Até o ano passado, a Secretaria de Segurança Pública contabilizava mais de 1.500 detidos com ajuda da tecnologia, que cruza imagens do rosto dos suspeitos com informações registradas no Banco Nacional de Mandados de Prisão, mantido pelo Conselho Nacional de Justiça.

Ainda assim, pesquisadores contestam a eficácia desse recurso, à luz de casos em que houve erro nesses dados.

Um deles aconteceu durante a festa junina de 2022, em Salvador. Trata-se de um homem negro preso enquanto chegava no Parque de Exposições da capital com a esposa e o filho, para aproveitar o evento. O vigilante ficou preso injustamente por 26 dias sob acusação de roubo.
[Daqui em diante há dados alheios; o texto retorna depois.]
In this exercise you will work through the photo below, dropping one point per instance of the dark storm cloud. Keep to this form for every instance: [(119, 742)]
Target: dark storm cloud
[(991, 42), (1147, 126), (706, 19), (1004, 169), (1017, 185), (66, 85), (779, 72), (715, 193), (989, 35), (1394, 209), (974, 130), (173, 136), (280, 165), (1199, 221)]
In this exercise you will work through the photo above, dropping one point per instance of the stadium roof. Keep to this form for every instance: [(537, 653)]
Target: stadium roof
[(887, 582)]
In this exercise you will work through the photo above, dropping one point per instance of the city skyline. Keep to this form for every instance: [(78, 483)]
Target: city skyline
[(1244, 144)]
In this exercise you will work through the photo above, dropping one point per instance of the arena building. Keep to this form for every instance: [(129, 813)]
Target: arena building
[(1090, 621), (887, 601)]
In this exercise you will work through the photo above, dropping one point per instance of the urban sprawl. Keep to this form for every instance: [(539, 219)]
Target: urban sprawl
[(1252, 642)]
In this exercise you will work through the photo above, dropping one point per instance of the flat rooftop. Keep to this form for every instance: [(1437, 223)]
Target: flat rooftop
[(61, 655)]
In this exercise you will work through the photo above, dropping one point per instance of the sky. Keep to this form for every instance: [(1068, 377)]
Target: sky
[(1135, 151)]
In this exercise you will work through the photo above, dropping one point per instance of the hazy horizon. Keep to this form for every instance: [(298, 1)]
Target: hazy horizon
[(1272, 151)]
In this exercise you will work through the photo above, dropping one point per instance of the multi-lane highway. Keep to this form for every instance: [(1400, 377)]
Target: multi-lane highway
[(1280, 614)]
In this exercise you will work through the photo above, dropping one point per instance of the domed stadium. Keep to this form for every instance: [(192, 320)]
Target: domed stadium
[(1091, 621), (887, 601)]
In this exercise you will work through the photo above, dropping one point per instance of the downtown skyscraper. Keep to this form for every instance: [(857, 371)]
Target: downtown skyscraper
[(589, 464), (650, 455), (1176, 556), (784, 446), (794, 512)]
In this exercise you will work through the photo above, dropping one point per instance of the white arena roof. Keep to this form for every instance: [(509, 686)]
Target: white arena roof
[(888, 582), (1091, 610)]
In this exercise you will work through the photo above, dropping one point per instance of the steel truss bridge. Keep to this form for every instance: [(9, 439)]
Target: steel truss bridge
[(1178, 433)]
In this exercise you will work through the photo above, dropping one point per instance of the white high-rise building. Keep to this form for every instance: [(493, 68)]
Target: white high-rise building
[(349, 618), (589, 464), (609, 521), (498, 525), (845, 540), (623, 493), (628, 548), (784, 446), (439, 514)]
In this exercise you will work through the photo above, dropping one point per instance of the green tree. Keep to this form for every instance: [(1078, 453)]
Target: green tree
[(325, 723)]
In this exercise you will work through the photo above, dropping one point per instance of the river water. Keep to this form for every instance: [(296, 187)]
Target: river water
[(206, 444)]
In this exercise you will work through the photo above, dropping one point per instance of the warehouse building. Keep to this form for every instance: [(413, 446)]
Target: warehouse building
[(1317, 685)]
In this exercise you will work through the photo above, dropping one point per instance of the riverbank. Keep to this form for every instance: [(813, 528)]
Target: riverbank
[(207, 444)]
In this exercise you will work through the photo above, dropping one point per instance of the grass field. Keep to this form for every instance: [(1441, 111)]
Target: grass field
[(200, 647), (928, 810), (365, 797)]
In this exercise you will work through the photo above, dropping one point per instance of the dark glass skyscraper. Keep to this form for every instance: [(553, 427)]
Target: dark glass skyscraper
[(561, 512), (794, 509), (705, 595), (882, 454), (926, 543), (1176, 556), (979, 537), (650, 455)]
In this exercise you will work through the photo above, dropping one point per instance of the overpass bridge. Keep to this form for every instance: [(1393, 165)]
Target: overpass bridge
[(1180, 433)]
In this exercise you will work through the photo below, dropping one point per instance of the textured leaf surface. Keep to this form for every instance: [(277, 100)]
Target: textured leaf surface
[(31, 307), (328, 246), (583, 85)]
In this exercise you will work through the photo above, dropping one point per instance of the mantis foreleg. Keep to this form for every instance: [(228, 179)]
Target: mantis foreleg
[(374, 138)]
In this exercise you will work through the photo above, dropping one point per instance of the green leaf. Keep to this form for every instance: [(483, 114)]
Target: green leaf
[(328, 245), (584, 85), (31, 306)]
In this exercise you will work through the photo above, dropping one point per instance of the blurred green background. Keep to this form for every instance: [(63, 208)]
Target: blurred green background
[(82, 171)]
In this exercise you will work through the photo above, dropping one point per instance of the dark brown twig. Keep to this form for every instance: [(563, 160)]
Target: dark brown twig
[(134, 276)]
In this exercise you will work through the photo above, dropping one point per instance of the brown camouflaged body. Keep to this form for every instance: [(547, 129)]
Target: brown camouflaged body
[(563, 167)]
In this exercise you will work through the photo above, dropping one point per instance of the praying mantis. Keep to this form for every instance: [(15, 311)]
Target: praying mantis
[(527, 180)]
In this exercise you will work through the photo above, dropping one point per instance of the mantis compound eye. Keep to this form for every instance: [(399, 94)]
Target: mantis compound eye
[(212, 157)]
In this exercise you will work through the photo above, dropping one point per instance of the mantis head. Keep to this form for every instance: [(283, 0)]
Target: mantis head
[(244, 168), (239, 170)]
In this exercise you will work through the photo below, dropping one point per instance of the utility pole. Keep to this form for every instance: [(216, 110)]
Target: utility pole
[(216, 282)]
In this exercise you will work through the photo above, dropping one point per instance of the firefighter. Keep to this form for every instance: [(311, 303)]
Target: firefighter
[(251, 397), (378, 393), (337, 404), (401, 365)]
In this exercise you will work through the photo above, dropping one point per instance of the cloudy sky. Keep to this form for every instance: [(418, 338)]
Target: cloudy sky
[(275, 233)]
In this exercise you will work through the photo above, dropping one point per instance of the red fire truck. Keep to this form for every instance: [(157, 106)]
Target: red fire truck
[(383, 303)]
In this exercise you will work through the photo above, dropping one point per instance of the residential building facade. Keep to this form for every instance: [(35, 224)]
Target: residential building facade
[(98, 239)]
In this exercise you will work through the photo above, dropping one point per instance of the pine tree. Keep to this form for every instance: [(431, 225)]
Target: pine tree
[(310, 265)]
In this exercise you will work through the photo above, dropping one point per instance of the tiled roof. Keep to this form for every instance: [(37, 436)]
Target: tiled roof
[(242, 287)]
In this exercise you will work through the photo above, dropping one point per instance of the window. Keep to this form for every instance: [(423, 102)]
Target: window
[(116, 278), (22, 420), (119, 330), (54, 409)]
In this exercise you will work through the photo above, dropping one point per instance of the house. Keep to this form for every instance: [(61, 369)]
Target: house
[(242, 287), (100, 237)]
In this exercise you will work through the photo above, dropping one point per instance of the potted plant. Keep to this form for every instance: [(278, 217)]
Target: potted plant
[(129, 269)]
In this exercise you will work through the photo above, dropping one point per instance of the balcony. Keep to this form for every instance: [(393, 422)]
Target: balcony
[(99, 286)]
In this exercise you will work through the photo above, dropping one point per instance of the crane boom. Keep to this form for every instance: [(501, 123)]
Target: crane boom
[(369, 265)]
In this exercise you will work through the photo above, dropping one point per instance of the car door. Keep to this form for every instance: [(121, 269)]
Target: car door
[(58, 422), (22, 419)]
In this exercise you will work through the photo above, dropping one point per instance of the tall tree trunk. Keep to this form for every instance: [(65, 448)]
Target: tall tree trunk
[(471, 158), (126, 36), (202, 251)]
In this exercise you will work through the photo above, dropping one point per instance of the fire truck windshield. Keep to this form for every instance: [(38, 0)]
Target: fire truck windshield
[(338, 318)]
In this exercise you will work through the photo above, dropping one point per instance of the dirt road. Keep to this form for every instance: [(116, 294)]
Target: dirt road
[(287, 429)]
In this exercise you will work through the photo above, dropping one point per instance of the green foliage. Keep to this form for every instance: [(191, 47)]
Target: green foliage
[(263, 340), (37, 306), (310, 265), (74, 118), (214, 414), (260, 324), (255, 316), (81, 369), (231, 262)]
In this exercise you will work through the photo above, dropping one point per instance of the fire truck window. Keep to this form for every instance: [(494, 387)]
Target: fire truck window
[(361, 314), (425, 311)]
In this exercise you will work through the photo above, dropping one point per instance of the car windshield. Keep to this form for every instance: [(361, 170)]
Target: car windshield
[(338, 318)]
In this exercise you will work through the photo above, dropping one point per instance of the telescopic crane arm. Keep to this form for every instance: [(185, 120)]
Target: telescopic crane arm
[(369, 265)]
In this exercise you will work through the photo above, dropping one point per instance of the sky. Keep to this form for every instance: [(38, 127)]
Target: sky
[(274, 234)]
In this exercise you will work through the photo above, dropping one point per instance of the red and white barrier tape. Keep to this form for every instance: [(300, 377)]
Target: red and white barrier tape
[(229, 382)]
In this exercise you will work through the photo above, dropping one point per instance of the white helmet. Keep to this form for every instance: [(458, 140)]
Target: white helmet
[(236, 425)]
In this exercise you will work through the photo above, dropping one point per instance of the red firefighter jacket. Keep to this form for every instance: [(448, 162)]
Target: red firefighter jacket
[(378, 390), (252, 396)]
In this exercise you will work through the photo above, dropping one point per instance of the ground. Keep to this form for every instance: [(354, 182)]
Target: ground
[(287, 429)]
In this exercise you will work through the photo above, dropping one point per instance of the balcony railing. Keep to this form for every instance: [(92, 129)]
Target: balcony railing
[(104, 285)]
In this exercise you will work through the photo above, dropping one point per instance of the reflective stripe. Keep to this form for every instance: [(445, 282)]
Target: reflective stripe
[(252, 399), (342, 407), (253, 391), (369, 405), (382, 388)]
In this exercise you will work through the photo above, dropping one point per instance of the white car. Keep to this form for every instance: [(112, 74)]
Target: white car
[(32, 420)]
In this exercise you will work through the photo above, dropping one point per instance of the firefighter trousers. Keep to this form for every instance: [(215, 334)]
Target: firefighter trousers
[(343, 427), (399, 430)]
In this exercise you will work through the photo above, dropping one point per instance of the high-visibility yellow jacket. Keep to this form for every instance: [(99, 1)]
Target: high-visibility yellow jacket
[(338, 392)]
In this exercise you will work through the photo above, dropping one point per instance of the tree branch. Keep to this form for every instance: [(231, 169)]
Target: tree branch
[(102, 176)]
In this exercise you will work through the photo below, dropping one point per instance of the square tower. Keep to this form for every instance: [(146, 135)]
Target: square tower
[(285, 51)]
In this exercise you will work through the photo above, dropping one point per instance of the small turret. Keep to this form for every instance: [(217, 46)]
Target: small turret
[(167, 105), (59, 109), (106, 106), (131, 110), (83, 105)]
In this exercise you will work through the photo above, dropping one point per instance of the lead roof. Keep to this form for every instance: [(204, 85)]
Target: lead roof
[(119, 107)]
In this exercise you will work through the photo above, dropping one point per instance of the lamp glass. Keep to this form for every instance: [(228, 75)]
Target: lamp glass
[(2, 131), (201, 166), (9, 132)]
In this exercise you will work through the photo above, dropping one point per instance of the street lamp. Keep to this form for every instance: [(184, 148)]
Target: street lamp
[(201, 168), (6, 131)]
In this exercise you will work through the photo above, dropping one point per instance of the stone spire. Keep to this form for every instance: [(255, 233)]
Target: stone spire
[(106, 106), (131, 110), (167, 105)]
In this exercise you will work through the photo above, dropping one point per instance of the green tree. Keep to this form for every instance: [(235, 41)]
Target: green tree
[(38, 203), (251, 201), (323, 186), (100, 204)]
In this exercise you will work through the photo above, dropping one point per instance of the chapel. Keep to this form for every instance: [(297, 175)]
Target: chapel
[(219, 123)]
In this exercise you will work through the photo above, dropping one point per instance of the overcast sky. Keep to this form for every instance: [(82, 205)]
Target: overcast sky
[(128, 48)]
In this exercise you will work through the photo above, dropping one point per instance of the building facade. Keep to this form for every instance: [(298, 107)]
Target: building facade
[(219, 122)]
O crime que levou o trabalhador à prisão foi cometido dez anos antes dele ser preso, por outra pessoa. O verdadeiro responsável foi preso em flagrante e usou o nome do vigilante e as próprias digitais para se identificar – ele foi solto em 2013, e depois condenado a cinco anos e quatro meses de prisão.

Com isso, um mandado de prisão foi inserido no sistema, com o nome do vigilante. Na época em que houve a prisão, a Secretaria disse que as câmeras com reconhecimento facial constataram 95% de similaridade entre ele e a pessoa que deveria ser presa.

Um relatório divulgado no ano passado pelo Panóptico, projeto do Centro de Estudo de Segurança e Cidadania que monitora o uso da tecnologia, aponta acusações injustas e abordagens discriminatórias por policiais baianos, especialmente de pessoas negras e de minorias étnicas.

Termos como “estilo de cabelo” e “estilo inferior” foram listados como parâmetros para o reconhecimento facial, segundo a primeira versão do termo de referência do projeto, assinado pelo secretário Maurício Barbosa – ao sugerir a identificação desses aspectos, avalia o relatório, deixa evidente que o racismo é um “requisito operacional do software utilizado pelo governo da Bahia”.

No Ceará, o sistema de reconhecimento facial também falhou e chegou a incluir o ator norte-americano Michael B. Jordan. conhecido mundialmente por protagonizar filmes como Creed Pantera Negra, na lista de suspeitos por uma chacina ocorrida em 2021, em Fortaleza.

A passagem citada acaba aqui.